Which of the following instruments does not use the effect of current for measurement purposes?
Right Answer is:
Electrostatic Instrument does not use the effect of current for measurement purposes.
These are the only instruments that are directly voltage-sensitive and do not depend on a current for their operation. Electrostatic instruments are almost always used as voltmeters and that too is more as a laboratory rather than as industrial instruments.
The operating principle of an electrostatic instrument depends on the force of attraction between two or more electrically charged conductors between which a potential difference is maintained, and this force gives rise to a deflecting torque. The electrostatic mechanism resembles a variable capacitor, where the force existing between the two parallel plates is a function of the potential difference applied to them.

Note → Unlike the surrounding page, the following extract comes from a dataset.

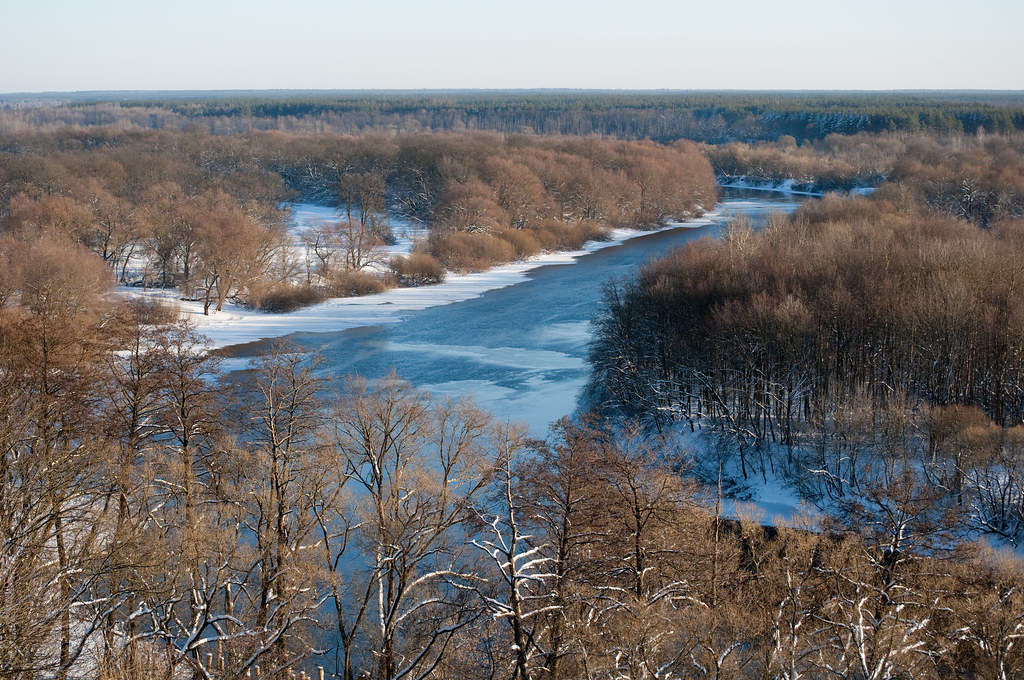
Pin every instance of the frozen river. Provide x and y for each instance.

Basically, there are two types of electrostatic (also known as electrometers instruments):
(i) Quadrant type
(ii) Attracted-disc type
Advantages of Electrostatic Instruments
The following are the advantages of electrostatic instruments:
- They can be manufactured with a very high accuracy.
- They can be used on either a.c. or d.c. and over a fairly large range of frequencies.
- The instruments may be calibrated with d.c, and yet the calibration would be valid for a.c. also since the deflection is independent of the waveform of the applied voltage.
- Since no iron is used for their construction, they are free from hysteresis, eddy current losses and temperature errors.
- Their power loss is negligible.
- They are unaffected by stray magnetic fields although they have to be guarded against any stray electrostatic field.
- Once the discs are charged, no more current is drawn from the circuit and the instrument represents infinite impedance.
- They can be used upto 1000 kHz frequency without any serious loss of accuracy.
- They do not draw any continuous current on d.c. circuits and that drawn on d.c. circuits are extremely small. Hence, such voltmeters do not cause any disturbance to the circuit to which they are connected.
Limitations or Electrostatic Instruments
The following are the limitations of electrostatic instruments:
- Their use is limited to certain special applications, particularly in a.c. circuits of relatively high voltage where the current taken by other instruments would result in erroneous indications.
- Low voltage voltmeters are liable to friction errors.
- Since the deflecting torque is proportional to the square of the voltage, their scales are not uniform although some uniformity can be obtained by suitably shaping the quadrants of the instruments.
- They are expensive and are not likely to be durable.
- They are, inherently, laboratory-type rather than industrial-type instruments.